Last week, the leader of the Conservative Party of Quebec, asked Prime Minister François Legault to put an end to all the health measures in force in Quebec, judging that they had not prevented the current crisis.

“While everyone is hanging by a thread, now Mr. Duhaime comes out publicly and says ‘sanitary measures are enough’. This outing made us feel like completely lonely people. We feel alone”, laments Dr Goulet.

Mr. Duhaime, who claims to “understand his cry from the heart” refused the invitation of Dr.r Goulet on the pretext that he could not “legally [le] currently being followed in a Quebec hospital”.

Nevertheless, the cardiologist finds it distressing that party leaders are playing politics on the failures of the health network at a time when the hospitals of the province are full to bursting.

“That is the purpose of the open letter I wrote to Mr. Duhaime, but I could have written the same letter to Mr.me England. Where is Mme Anglade to support health people? Where is Mr. St-Pierre-Plamondon to help us support the health network? Where is Mr. Gabriel Nadeau-Dubois? Radio silence from these three other parties,” he criticizes.
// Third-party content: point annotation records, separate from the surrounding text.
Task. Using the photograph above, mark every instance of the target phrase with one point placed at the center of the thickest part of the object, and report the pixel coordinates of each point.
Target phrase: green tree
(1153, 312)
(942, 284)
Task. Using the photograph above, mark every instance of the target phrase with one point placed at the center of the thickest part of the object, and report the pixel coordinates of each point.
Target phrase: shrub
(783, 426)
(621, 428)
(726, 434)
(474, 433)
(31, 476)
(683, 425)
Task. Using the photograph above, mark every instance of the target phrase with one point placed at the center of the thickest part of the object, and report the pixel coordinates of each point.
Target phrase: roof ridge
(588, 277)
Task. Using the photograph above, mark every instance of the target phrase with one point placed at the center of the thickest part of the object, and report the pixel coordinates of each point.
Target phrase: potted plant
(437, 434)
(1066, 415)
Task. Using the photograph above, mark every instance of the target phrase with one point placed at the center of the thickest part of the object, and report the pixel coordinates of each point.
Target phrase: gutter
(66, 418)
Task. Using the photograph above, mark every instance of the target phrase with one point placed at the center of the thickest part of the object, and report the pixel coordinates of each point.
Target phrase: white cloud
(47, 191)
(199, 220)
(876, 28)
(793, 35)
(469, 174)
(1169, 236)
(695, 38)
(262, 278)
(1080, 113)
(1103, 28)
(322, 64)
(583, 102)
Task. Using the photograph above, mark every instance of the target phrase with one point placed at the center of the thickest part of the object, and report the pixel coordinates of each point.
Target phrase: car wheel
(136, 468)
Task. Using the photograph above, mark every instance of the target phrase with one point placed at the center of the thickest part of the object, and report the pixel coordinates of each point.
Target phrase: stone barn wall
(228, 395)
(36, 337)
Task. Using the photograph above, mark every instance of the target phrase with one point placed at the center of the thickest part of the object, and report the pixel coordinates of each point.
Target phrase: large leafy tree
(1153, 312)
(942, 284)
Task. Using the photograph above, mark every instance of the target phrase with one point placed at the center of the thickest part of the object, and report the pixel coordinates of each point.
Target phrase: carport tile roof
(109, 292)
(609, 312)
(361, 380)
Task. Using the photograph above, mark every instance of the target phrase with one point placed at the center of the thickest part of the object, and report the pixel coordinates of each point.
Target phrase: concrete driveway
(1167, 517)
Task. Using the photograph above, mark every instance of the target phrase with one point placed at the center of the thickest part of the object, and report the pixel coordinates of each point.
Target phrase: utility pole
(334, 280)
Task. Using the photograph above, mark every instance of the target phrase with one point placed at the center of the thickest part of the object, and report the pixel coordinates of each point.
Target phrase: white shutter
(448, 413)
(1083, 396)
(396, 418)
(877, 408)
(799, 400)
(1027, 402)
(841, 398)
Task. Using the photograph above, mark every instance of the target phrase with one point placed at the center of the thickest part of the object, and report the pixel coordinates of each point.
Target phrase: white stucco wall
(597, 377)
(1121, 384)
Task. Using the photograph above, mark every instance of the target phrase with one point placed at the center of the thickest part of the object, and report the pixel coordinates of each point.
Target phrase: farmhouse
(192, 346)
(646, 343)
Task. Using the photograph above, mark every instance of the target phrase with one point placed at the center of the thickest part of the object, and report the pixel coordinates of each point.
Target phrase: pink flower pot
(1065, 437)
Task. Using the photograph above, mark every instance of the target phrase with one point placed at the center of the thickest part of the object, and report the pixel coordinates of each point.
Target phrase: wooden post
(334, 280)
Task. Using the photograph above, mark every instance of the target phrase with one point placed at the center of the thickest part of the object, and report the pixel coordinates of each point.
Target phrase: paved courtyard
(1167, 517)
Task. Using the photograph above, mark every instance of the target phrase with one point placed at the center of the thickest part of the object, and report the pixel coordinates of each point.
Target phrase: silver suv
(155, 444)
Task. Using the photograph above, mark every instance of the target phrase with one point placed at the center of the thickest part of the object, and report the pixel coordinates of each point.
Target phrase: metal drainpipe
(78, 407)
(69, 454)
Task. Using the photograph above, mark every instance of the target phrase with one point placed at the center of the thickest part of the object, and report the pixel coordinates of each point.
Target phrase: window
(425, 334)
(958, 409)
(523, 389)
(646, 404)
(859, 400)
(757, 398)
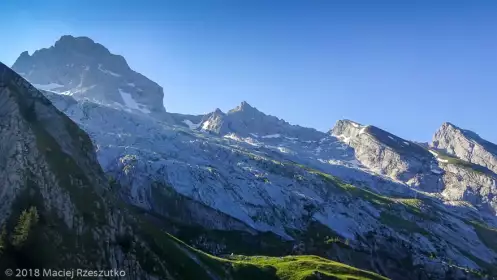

“The message I want to bring today is that we are tired, you like us. Here, we feel alone and we need, for the last kilometers that we have left in the marathon, for the last days, weeks that we have left to do in this 5th wave, we need to feel that everyone is saying the same thing and going in the same direction,” he adds.

If he considers that there must of course be discussions on the needs to improve the health network, Dr Goulet thinks that now is not the time to do so.

“When the house is on fire, it is useless to wonder if we had smoke detectors or if we had sprinklers in the house. The house is burning! What are we doing now to try to save this institution as best we can? Later, when it’s over, we can sit there, ”he said.